Et l'envie me reprend d'écrire pour ce blog. Pourquoi sur ce
livre plutôt qu'un autre, je ne sais pas bien... Si ce n'est que je l'ai
beaucoup aimé. Après le silence de
Didier Castino (éditions Liana Levi) parle des dialogues qu'on entretient
avec les morts, mais aussi des silences qui les entourent. Un roman
qu'on aurait envie de mettre entre certaines mains. Mais ce serait peut-être
difficile. Car il y a des livres vers lesquels il faut aller seul(e). Alors
avec ce billet, je triche un peu, mais avec les meilleures intentions.
Récit de la condition ouvrière
Dans Après le
silence, un fils raconte la vie et la mort de son père, ouvrier aux
Fonderies et Aciéries du Midi. Pour ce faire, il se glisse dans les mots
qu'aurait pu prononcer ce dernier, emprunte sa voix pour décrire la condition
ouvrière, « le long épuisement des corps donnés aux machines ». Le
père, Louis Catella, a passé la majeure partie du temps qui lui était imparti
sur terre à fabriquer d'énormes pièces d'acier. Il fut un homme aliéné par
son travail. Et pourtant aussi un homme engagé, un délégué syndical aux
croyances politiques assumées, puisqu'il était communiste. À la lecture du
roman de Didier Castino, on comprend qu'en 68 les conditions de travail des
ouvriers rendirent leur lutte nécessaire et urgente. Et que se forger une
conscience politique consistait à essayer de faire bouger les lignes en
s'appropriant un nouveau langage. Les mots du père nous disent tout ça, en
s'adressant au fils, qui est son interlocuteur en même temps que
son porte-voix.
Hiatus
Mais un jour, le père meurt dans un accident de travail
à l'usine, comme fréquemment à l'époque. Pourtant, son récit continue. Il
raconte le deuil des siens (le fils avait alors 7 ans), leurs réactions à sa
mort, les figures paternelles qui l'ont remplacé. L’artifice narratif semble
tenir… puis s’effondre comme un château de cartes. Les voix du père et du
fils s'entrechoquent et finalement le fils reprend la parole. Un hiatus est
apparu : ce sont les mots du fils qu'on a entendus, un ouvrier ne se serait pas
exprimé ainsi. Le dialogue va continuer, mais le ton va changer.

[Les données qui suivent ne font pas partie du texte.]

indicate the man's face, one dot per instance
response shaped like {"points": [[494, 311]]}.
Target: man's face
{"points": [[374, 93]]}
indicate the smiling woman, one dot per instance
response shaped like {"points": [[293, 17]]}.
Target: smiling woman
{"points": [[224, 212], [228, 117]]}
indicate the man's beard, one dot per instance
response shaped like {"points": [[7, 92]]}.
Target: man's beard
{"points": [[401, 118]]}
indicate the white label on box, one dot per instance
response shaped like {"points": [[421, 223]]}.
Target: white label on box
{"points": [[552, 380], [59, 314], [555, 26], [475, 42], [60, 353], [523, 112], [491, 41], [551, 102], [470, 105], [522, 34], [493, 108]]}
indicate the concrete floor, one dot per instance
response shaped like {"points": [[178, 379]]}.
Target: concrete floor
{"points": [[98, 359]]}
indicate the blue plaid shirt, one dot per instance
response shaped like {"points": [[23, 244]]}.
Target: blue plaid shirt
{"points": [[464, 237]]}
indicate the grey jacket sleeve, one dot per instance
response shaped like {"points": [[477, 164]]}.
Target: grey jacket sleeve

Se confronter pour mieux s'émanciper
Le fils va reprendre en main la narration dans une
double tentative d'émancipation. Tout d'abord pour sortir de « l'hommage
unanime » porté par le récit familial et pour retrouver l'homme derrière
la légende. Ensuite parce que les silences et les non-dits qui ont suivi la
mort de son père ont forcé le petit garçon qu'il fut à combler le vide avec son
imagination. De sorte qu'il a vécu auprès de cette figure tutélaire à
laquelle il a longtemps pensé devoir rendre des comptes.
Dans la deuxième partie d'Après
le silence, le dialogue tourne à la confrontation. Le fils a besoin
d'exprimer sa colère pour s'assurer que ce père
"toujours-là-même-mort" ne réagira pas, qu'il est bien mort.
Courageuse entreprise d'exorcisme... Nécessaire pour permettre au fils de
rendre hommage à son père avec ses propres mots et d'accepter finalement plus
sereinement d'être dépositaire d'un certain héritage culturel.